At what point do small, independent, self-styled "cool" companies jump the shark and become corporate behemoths? BrewDog have just found out, having got themselves embroiled in a PR catastrophe that has left them with a bloody nose and fewer friends.

It all kicked off when the company threatened legal action against the recently opened and family-run Lone Wolf pub in Birmingham, which shared a name with BrewDog's new vodka brand. The resulting social media outcry, not to mention a Guardian article publicising the incident, led to some hasty backpedalling - though even then they dug a deeper hole for themselves, co-founder James Watt attempting to shirk personal blame by claiming their lawyers got "a bit trigger happy", as if lawyers don't take instructions from their clients and regularly go rogue.

To make matters worse, BrewDog have long defined themselves as fearless Davids taking on the corporate might of Goliaths like Diageo, or (in their terms) as punks challenging the drinks industry establishment, represented by the staid, reactionary Portman Group. Accusations of rank hypocrisy with regard to the Lone Wolf episode are impossible for the company to avoid, given pronouncements like the one they made last year when themselves issued with a legal threat for exactly the same transgression: "Here at BrewDog, we don't take too kindly to petty pen pushers attempting to make a fast buck by discrediting our good name under the guise of copyright infringement." Ouch. Talk about your words coming back to bite you in the arse.

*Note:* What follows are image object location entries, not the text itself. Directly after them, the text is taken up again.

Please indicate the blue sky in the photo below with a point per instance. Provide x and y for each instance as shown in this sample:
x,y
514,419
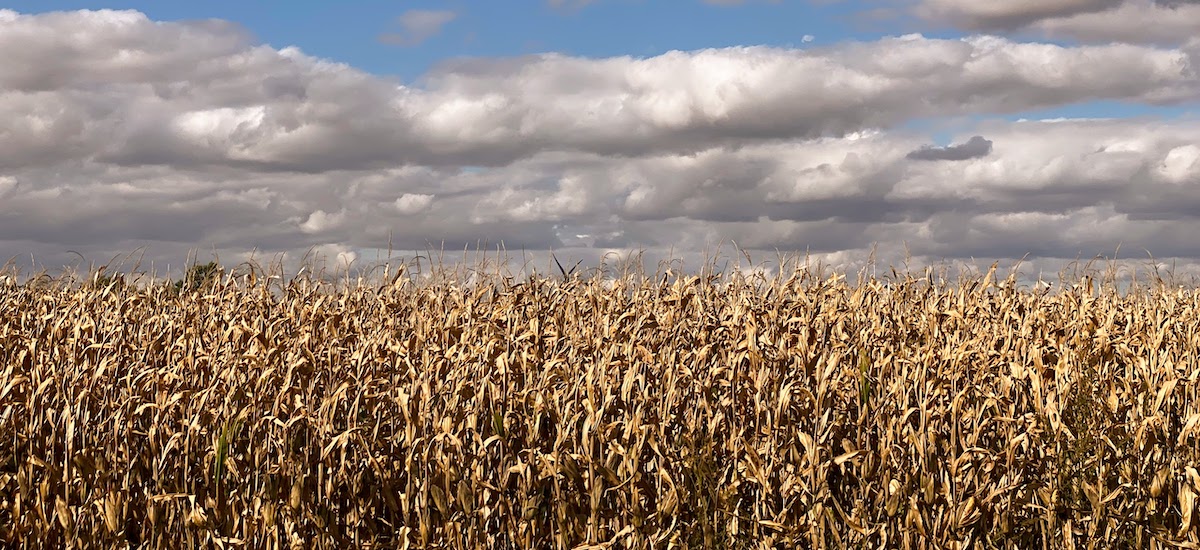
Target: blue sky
x,y
943,129
351,31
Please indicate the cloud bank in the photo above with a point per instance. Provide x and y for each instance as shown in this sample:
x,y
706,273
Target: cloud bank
x,y
118,132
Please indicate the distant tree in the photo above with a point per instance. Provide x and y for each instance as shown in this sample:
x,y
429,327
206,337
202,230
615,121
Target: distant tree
x,y
199,276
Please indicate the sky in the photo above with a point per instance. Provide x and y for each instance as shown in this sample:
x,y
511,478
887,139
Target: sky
x,y
903,131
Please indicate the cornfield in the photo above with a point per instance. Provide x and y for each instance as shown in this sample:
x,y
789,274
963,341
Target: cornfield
x,y
679,411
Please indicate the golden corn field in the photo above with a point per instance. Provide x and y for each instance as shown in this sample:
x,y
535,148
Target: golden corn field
x,y
673,412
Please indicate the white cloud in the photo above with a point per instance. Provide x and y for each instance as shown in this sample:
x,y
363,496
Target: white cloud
x,y
419,25
1151,22
1009,15
1134,22
124,132
413,203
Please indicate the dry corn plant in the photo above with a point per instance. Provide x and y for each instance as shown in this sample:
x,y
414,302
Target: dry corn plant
x,y
568,412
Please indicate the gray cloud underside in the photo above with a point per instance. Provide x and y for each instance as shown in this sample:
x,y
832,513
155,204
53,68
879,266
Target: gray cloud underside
x,y
126,132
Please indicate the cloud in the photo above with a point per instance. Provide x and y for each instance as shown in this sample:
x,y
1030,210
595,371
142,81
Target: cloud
x,y
418,27
119,132
973,148
202,95
1012,15
1133,22
1145,22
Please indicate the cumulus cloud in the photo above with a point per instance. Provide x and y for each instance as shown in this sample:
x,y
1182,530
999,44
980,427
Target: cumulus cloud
x,y
972,148
1012,15
199,95
119,132
1134,22
1153,22
418,27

Of course, some of us (ahem) have harboured suspicions about BrewDog's claims to be a "renegade craft brewer" set on "burning the established system" for some time, in light of a strategy that appears as aggressively expansionist as that of Tesco and Starbucks. How they respond to this incident will be interesting - perhaps they won't care about losing former friends among the craft beer community, given their increasing access to the mainstream market, but either way their self-image as punky upstarts will no longer wash.